We seldom saw an animal in the forest, although we knew they were there. The only monkey that we saw on our first journey Mr. Kerr shot and gave to the carriers who ate every part of it, inside and out, including the skin—after burning off the hair. We sometimes heard the blood-curdling night-cry of the leopard; but we never saw one. On several occasions when I was alone I heard elephants plunging along the path before me, or suddenly discovered their tracks at my feet, so fresh that the water was still trickling into them. The elephant is not dangerous unless one comes upon him suddenly and startles or frightens him; but if he “charges,” he is terrible. A chief near Efulen was one day walking in the forest at the head of a hunting party. At a point where the path suddenly swerved around the upturned root of a tree, he found himself face to face with an elephant. Before he had time to fire the elephant instantly charged. It put its tusk through his body and then trampled him to death under its feet. The natives taught me, when I heard elephants ahead, to stop and shout until there was complete silence; which meant that they had hidden in the forest and I could pass along the path in perfect safety, no matter how near they might be. But the first time that this occurred, and the second time, I made the natives prove their advice by going ahead themselves, which they never hesitated to do.
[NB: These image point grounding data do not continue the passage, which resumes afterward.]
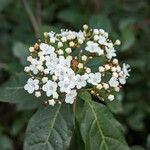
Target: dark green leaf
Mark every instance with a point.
(99, 129)
(20, 50)
(50, 128)
(13, 92)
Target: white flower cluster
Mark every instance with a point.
(59, 66)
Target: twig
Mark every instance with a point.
(32, 18)
(39, 12)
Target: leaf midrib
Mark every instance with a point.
(98, 125)
(51, 127)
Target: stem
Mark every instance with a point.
(31, 17)
(39, 12)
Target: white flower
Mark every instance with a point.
(55, 95)
(93, 47)
(126, 69)
(113, 82)
(31, 85)
(99, 86)
(66, 85)
(50, 88)
(80, 81)
(96, 31)
(60, 44)
(70, 97)
(124, 74)
(84, 57)
(46, 49)
(31, 49)
(111, 52)
(52, 37)
(80, 65)
(44, 79)
(38, 94)
(85, 26)
(94, 78)
(80, 36)
(71, 44)
(68, 50)
(117, 42)
(51, 102)
(60, 52)
(27, 69)
(102, 40)
(64, 62)
(111, 97)
(101, 69)
(51, 62)
(34, 64)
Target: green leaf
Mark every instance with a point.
(95, 62)
(20, 50)
(99, 129)
(100, 21)
(13, 92)
(50, 128)
(72, 16)
(5, 143)
(4, 4)
(128, 39)
(116, 105)
(148, 142)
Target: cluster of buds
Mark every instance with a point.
(60, 66)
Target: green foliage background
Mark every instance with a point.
(22, 22)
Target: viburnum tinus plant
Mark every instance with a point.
(79, 68)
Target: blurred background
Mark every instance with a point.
(22, 22)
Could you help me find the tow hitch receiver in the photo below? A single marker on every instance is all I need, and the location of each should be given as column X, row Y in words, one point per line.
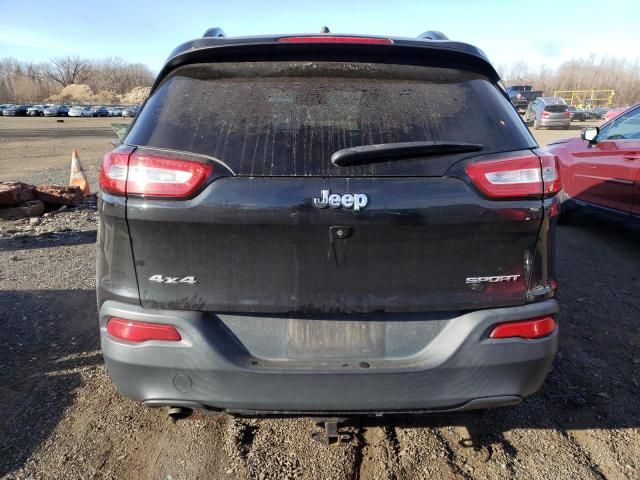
column 330, row 435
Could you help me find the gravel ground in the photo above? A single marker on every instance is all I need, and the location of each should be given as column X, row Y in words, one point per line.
column 64, row 419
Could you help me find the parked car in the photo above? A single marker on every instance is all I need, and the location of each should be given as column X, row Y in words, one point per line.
column 99, row 111
column 548, row 112
column 115, row 111
column 15, row 111
column 296, row 250
column 577, row 114
column 36, row 110
column 80, row 112
column 129, row 111
column 601, row 170
column 522, row 95
column 56, row 111
column 614, row 112
column 599, row 113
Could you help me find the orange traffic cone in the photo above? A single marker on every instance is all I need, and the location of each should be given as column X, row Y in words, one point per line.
column 78, row 177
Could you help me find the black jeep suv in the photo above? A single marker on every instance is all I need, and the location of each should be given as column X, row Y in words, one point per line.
column 325, row 223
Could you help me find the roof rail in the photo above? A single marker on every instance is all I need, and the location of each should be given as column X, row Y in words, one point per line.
column 433, row 35
column 214, row 32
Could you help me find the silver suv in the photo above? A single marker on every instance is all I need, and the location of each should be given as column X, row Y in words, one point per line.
column 548, row 112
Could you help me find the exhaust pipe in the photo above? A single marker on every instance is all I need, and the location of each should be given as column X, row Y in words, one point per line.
column 178, row 413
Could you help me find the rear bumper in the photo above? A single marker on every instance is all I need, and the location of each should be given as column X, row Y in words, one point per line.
column 460, row 368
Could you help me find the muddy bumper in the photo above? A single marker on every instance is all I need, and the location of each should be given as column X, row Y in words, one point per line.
column 270, row 364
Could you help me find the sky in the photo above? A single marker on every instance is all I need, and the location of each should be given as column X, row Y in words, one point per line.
column 536, row 33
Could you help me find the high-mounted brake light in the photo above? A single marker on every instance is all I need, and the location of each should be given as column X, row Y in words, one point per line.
column 151, row 174
column 137, row 332
column 336, row 39
column 529, row 329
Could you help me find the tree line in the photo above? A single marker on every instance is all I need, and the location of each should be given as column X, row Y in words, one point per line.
column 22, row 82
column 29, row 82
column 582, row 74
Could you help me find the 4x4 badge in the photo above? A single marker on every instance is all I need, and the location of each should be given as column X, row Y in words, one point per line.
column 356, row 201
column 174, row 280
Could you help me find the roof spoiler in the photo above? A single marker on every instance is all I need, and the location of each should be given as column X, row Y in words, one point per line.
column 217, row 32
column 214, row 32
column 433, row 35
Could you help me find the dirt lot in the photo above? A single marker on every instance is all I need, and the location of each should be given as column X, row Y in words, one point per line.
column 63, row 419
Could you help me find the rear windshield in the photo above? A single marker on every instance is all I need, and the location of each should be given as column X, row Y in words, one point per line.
column 556, row 108
column 287, row 118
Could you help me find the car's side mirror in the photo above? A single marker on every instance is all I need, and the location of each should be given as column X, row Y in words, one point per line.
column 590, row 134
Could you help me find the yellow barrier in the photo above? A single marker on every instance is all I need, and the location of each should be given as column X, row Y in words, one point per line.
column 587, row 98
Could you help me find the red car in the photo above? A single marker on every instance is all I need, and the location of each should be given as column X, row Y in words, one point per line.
column 601, row 169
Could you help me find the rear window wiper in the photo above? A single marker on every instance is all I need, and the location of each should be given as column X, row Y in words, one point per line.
column 390, row 151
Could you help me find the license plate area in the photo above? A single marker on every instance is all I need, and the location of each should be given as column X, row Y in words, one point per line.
column 324, row 339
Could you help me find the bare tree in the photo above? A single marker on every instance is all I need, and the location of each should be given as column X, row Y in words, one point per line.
column 68, row 70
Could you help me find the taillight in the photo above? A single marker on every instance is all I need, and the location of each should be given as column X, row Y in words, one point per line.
column 529, row 329
column 336, row 39
column 159, row 176
column 113, row 171
column 552, row 183
column 151, row 174
column 137, row 332
column 509, row 177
In the wet season I always walked in company with the caravan; but in the dry season I preferred to walk alone, and often left the carriers far behind me, scattered along the road in different groups. At a fork in the road I always threw a handful of fresh leaves upon the road that I followed, as a sign to the carriers that they might be sure to take the same way. Never but once did they fail to follow me. On that occasion some of the carriers were boys of a strange tribe, the Galway, more used to waterways than to bush roads. Until the last evening they had walked behind others who were familiar with bush travel and whom they could follow heedlessly. But that evening it happened that the Galway were ahead and they took the wrong road, not observing my sign of the leaves on the path, and the whole caravan went astray except two carriers who were far behind and separated from the others. To follow their misfortune to the issue, the Galway got separated from the rest of the caravan and arrived at Batanga two days late, famished with hunger and frightened half to death.